OS 610 can execute directly on the bare hardware 620 (e.g., processor(s) 504) of computer system 500. Alternatively, a hypervisor or virtual machine monitor (VMM) 630 may be interposed between the bare hardware 620 and the OS 610. In this configuration, VMM 630 acts as a software “cushion” or virtualization layer between the OS 610 and the bare hardware 620 of the computer system 500.
VMM 630 instantiates and runs one or more virtual machine instances (“guest machines”). Each guest machine comprises a “guest” operating system, such as OS 610, and one or more applications, such as application(s) 602, designed to execute on the guest operating system. The VMM 630 presents the guest operating systems with a virtual operating platform and manages the execution of the guest operating systems.
In some instances, the VMM 630 may allow a guest operating system to run as if it is running on the bare hardware 620 of computer system 500 directly. In these instances, the same version of the guest operating system configured to execute on the bare hardware 620 directly may also execute on VMM 630 without modification or reconfiguration. In other words, VMM 630 may provide full hardware and CPU virtualization to a guest operating system in some instances.
In other instances, a guest operating system may be specially designed or configured to execute on VMM 630 for efficiency. In these instances, the guest operating system is “aware” that it executes on a virtual machine monitor. In other words, VMM 630 may provide para-virtualization to a guest operating system in some instances.
A computer system process comprises an allotment of hardware processor time, and an allotment of memory (physical and/or virtual), the allotment of memory being for storing instructions executed by the hardware processor, for storing data generated by the hardware processor executing the instructions, and/or for storing the hardware processor state (e.g. content of registers) between allotments of the hardware processor time when the computer system process is not running. Computer system processes run under the control of an operating system, and may run under the control of other programs being executed on the computer system.
The term “cloud computing” is generally used herein to describe a computing model which enables on-demand access to a shared pool of computing resources, such as computer networks, servers, software applications, and services, and which allows for rapid provisioning and release of resources with minimal management effort or service provider interaction.
A cloud computing environment (sometimes referred to as a cloud environment, or a cloud) can be implemented in a variety of different ways to best suit different requirements. For example, in a public cloud environment, the underlying computing infrastructure is owned by an organization that makes its cloud services available to other organizations or to the general public. In contrast, a private cloud environment is generally intended solely for use by, or within, a single organization. A community cloud is intended to be shared by several organizations within a community; while a hybrid cloud comprise two or more types of cloud (e.g., private, community, or public) that are bound together by data and application portability.

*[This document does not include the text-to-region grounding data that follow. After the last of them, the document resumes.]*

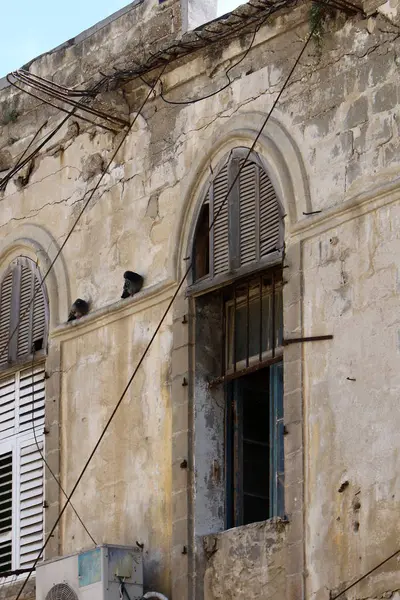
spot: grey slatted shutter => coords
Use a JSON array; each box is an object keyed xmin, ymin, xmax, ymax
[
  {"xmin": 212, "ymin": 165, "xmax": 229, "ymax": 276},
  {"xmin": 239, "ymin": 160, "xmax": 257, "ymax": 266},
  {"xmin": 0, "ymin": 259, "xmax": 48, "ymax": 367},
  {"xmin": 32, "ymin": 277, "xmax": 46, "ymax": 350},
  {"xmin": 17, "ymin": 266, "xmax": 33, "ymax": 359},
  {"xmin": 18, "ymin": 439, "xmax": 44, "ymax": 568},
  {"xmin": 0, "ymin": 273, "xmax": 13, "ymax": 367},
  {"xmin": 259, "ymin": 168, "xmax": 281, "ymax": 257}
]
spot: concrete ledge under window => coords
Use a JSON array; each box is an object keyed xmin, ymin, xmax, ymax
[
  {"xmin": 202, "ymin": 519, "xmax": 288, "ymax": 600},
  {"xmin": 0, "ymin": 574, "xmax": 36, "ymax": 600}
]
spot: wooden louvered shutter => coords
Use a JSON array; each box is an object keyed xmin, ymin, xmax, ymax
[
  {"xmin": 0, "ymin": 272, "xmax": 13, "ymax": 367},
  {"xmin": 239, "ymin": 160, "xmax": 257, "ymax": 267},
  {"xmin": 17, "ymin": 266, "xmax": 33, "ymax": 359},
  {"xmin": 259, "ymin": 168, "xmax": 281, "ymax": 257},
  {"xmin": 17, "ymin": 438, "xmax": 43, "ymax": 568},
  {"xmin": 32, "ymin": 276, "xmax": 46, "ymax": 350},
  {"xmin": 0, "ymin": 376, "xmax": 15, "ymax": 440},
  {"xmin": 0, "ymin": 450, "xmax": 12, "ymax": 573},
  {"xmin": 211, "ymin": 164, "xmax": 229, "ymax": 276}
]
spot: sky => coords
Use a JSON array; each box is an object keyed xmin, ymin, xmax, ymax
[{"xmin": 0, "ymin": 0, "xmax": 241, "ymax": 77}]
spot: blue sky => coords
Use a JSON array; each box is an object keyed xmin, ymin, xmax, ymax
[{"xmin": 0, "ymin": 0, "xmax": 241, "ymax": 77}]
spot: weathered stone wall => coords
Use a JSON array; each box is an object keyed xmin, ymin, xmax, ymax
[
  {"xmin": 203, "ymin": 520, "xmax": 288, "ymax": 600},
  {"xmin": 1, "ymin": 0, "xmax": 400, "ymax": 598}
]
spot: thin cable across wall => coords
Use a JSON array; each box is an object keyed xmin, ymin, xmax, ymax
[
  {"xmin": 30, "ymin": 345, "xmax": 97, "ymax": 547},
  {"xmin": 13, "ymin": 17, "xmax": 322, "ymax": 600},
  {"xmin": 0, "ymin": 64, "xmax": 166, "ymax": 366}
]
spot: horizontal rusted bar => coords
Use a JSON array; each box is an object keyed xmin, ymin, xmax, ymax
[
  {"xmin": 283, "ymin": 335, "xmax": 333, "ymax": 346},
  {"xmin": 208, "ymin": 354, "xmax": 283, "ymax": 388}
]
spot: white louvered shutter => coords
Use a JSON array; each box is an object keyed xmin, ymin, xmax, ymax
[
  {"xmin": 18, "ymin": 367, "xmax": 45, "ymax": 435},
  {"xmin": 17, "ymin": 438, "xmax": 43, "ymax": 568},
  {"xmin": 0, "ymin": 450, "xmax": 12, "ymax": 573},
  {"xmin": 0, "ymin": 272, "xmax": 13, "ymax": 368},
  {"xmin": 259, "ymin": 168, "xmax": 281, "ymax": 257},
  {"xmin": 212, "ymin": 165, "xmax": 229, "ymax": 276},
  {"xmin": 239, "ymin": 160, "xmax": 257, "ymax": 266},
  {"xmin": 17, "ymin": 266, "xmax": 33, "ymax": 359},
  {"xmin": 0, "ymin": 376, "xmax": 16, "ymax": 440}
]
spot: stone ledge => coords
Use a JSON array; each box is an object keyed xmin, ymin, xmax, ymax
[
  {"xmin": 203, "ymin": 519, "xmax": 288, "ymax": 600},
  {"xmin": 50, "ymin": 278, "xmax": 176, "ymax": 341}
]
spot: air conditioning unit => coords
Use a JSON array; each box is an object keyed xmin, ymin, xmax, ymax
[{"xmin": 36, "ymin": 545, "xmax": 143, "ymax": 600}]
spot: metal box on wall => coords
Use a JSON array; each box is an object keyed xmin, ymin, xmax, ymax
[{"xmin": 36, "ymin": 545, "xmax": 143, "ymax": 600}]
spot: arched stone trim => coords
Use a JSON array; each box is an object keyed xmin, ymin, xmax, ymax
[
  {"xmin": 173, "ymin": 112, "xmax": 311, "ymax": 282},
  {"xmin": 0, "ymin": 224, "xmax": 70, "ymax": 330},
  {"xmin": 170, "ymin": 114, "xmax": 307, "ymax": 600}
]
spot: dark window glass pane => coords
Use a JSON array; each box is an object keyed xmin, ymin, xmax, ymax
[
  {"xmin": 243, "ymin": 495, "xmax": 268, "ymax": 525},
  {"xmin": 242, "ymin": 377, "xmax": 269, "ymax": 443},
  {"xmin": 243, "ymin": 442, "xmax": 269, "ymax": 498}
]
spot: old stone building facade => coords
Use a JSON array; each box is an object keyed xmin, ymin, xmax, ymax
[{"xmin": 0, "ymin": 0, "xmax": 400, "ymax": 598}]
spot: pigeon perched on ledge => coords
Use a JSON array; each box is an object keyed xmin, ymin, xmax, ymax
[
  {"xmin": 121, "ymin": 271, "xmax": 144, "ymax": 299},
  {"xmin": 68, "ymin": 299, "xmax": 89, "ymax": 322}
]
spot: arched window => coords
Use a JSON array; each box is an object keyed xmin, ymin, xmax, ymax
[
  {"xmin": 192, "ymin": 149, "xmax": 284, "ymax": 284},
  {"xmin": 0, "ymin": 257, "xmax": 48, "ymax": 573},
  {"xmin": 0, "ymin": 257, "xmax": 48, "ymax": 368},
  {"xmin": 191, "ymin": 150, "xmax": 284, "ymax": 529}
]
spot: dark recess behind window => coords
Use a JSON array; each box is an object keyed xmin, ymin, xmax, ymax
[{"xmin": 193, "ymin": 203, "xmax": 210, "ymax": 281}]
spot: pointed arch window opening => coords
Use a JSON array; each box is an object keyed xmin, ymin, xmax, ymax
[
  {"xmin": 0, "ymin": 257, "xmax": 49, "ymax": 370},
  {"xmin": 190, "ymin": 149, "xmax": 285, "ymax": 528},
  {"xmin": 192, "ymin": 149, "xmax": 284, "ymax": 290}
]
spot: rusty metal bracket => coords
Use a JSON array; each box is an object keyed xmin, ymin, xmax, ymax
[{"xmin": 283, "ymin": 335, "xmax": 333, "ymax": 346}]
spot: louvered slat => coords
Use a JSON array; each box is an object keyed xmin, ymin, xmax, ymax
[
  {"xmin": 0, "ymin": 452, "xmax": 12, "ymax": 535},
  {"xmin": 18, "ymin": 441, "xmax": 43, "ymax": 568},
  {"xmin": 17, "ymin": 267, "xmax": 33, "ymax": 359},
  {"xmin": 0, "ymin": 272, "xmax": 13, "ymax": 368},
  {"xmin": 32, "ymin": 278, "xmax": 46, "ymax": 350},
  {"xmin": 18, "ymin": 368, "xmax": 45, "ymax": 433},
  {"xmin": 259, "ymin": 170, "xmax": 281, "ymax": 257},
  {"xmin": 212, "ymin": 165, "xmax": 229, "ymax": 276},
  {"xmin": 0, "ymin": 540, "xmax": 11, "ymax": 573},
  {"xmin": 0, "ymin": 376, "xmax": 15, "ymax": 440},
  {"xmin": 239, "ymin": 161, "xmax": 257, "ymax": 266}
]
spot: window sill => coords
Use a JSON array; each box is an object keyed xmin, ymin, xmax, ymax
[
  {"xmin": 202, "ymin": 518, "xmax": 289, "ymax": 599},
  {"xmin": 50, "ymin": 278, "xmax": 176, "ymax": 341},
  {"xmin": 186, "ymin": 253, "xmax": 282, "ymax": 298},
  {"xmin": 0, "ymin": 352, "xmax": 46, "ymax": 378}
]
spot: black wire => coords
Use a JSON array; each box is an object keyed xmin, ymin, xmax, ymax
[
  {"xmin": 14, "ymin": 21, "xmax": 318, "ymax": 600},
  {"xmin": 0, "ymin": 66, "xmax": 165, "ymax": 368},
  {"xmin": 0, "ymin": 121, "xmax": 48, "ymax": 192},
  {"xmin": 0, "ymin": 77, "xmax": 106, "ymax": 191},
  {"xmin": 159, "ymin": 15, "xmax": 264, "ymax": 106},
  {"xmin": 330, "ymin": 548, "xmax": 400, "ymax": 599},
  {"xmin": 118, "ymin": 577, "xmax": 132, "ymax": 600},
  {"xmin": 30, "ymin": 345, "xmax": 97, "ymax": 546}
]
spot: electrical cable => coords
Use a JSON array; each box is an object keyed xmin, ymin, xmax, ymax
[
  {"xmin": 0, "ymin": 76, "xmax": 108, "ymax": 191},
  {"xmin": 158, "ymin": 12, "xmax": 267, "ymax": 106},
  {"xmin": 14, "ymin": 19, "xmax": 319, "ymax": 600},
  {"xmin": 330, "ymin": 547, "xmax": 400, "ymax": 599},
  {"xmin": 30, "ymin": 344, "xmax": 97, "ymax": 546},
  {"xmin": 0, "ymin": 65, "xmax": 166, "ymax": 367},
  {"xmin": 0, "ymin": 121, "xmax": 48, "ymax": 192}
]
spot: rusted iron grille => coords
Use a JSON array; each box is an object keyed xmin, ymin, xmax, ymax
[{"xmin": 210, "ymin": 268, "xmax": 283, "ymax": 385}]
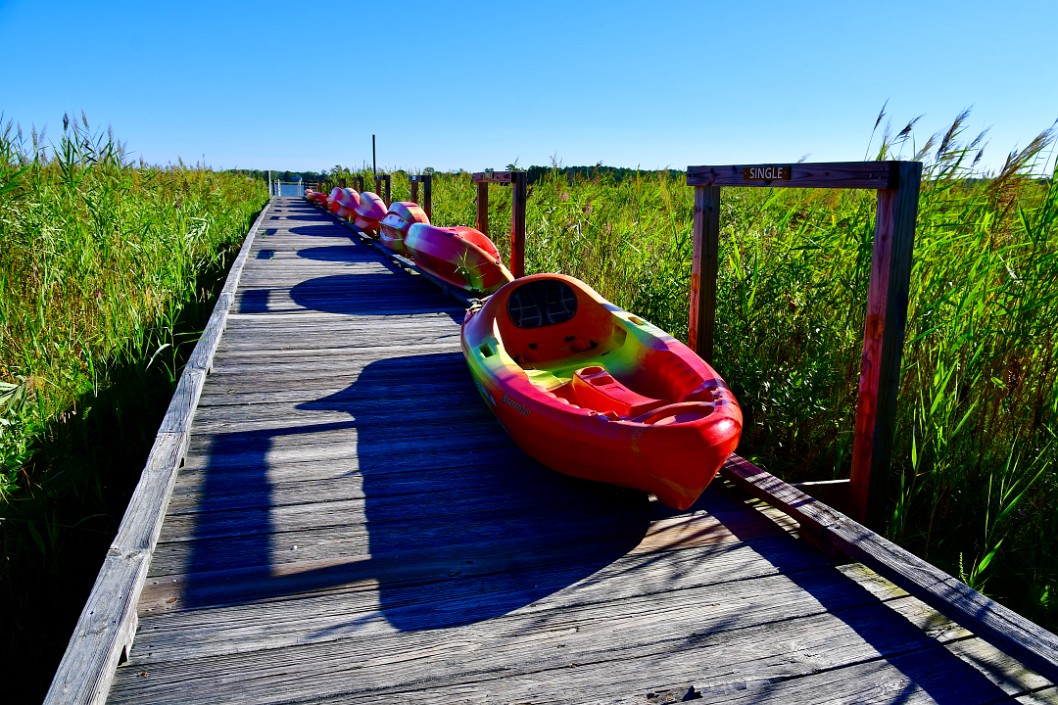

Generally, a cloud computing model enables some of those responsibilities which previously may have been provided by an organization's own information technology department, to instead be delivered as service layers within a cloud environment, for use by consumers (either within or external to the organization, according to the cloud's public/private nature). Depending on the particular implementation, the precise definition of components or features provided by or within each cloud service layer can vary, but common examples include: Software as a Service (SaaS), in which consumers use software applications that are running upon a cloud infrastructure, while a SaaS provider manages or controls the underlying cloud infrastructure and applications. Platform as a Service (PaaS), in which consumers can use software programming languages and development tools supported by a PaaS provider to develop, deploy, and otherwise control their own applications, while the PaaS provider manages or controls other aspects of the cloud environment (i.e., everything below the run-time execution environment). Infrastructure as a Service (IaaS), in which consumers can deploy and run arbitrary software applications, and/or provision processing, storage, networks, and other fundamental computing resources, while an IaaS provider manages or controls the underlying physical cloud infrastructure (i.e., everything below the operating system layer). Database as a Service (DBaaS) in which consumers use a database server or Database Management System that is running upon a cloud infrastructure, while a DbaaS provider manages or controls the underlying cloud infrastructure and applications.
The above-described basic computer hardware and software and cloud computing environment presented for purpose of illustrating the basic underlying computer components that may be employed for implementing the example embodiment(s). The example embodiment(s), however, are not necessarily limited to any particular computing environment or computing device configuration. Instead, the example embodiment(s) may be implemented in any type of system architecture or processing environment that one skilled in the art, in light of this disclosure, would understand as capable of supporting the features and functions of the example embodiment(s) presented herein.
A machine learning model is trained using a particular machine learning algorithm. Once trained, input is applied to the machine learning model to make a prediction, which may also be referred to herein as a predicated output or output. Attributes of the input may be referred to as features and the values of the features may be referred to herein as feature values.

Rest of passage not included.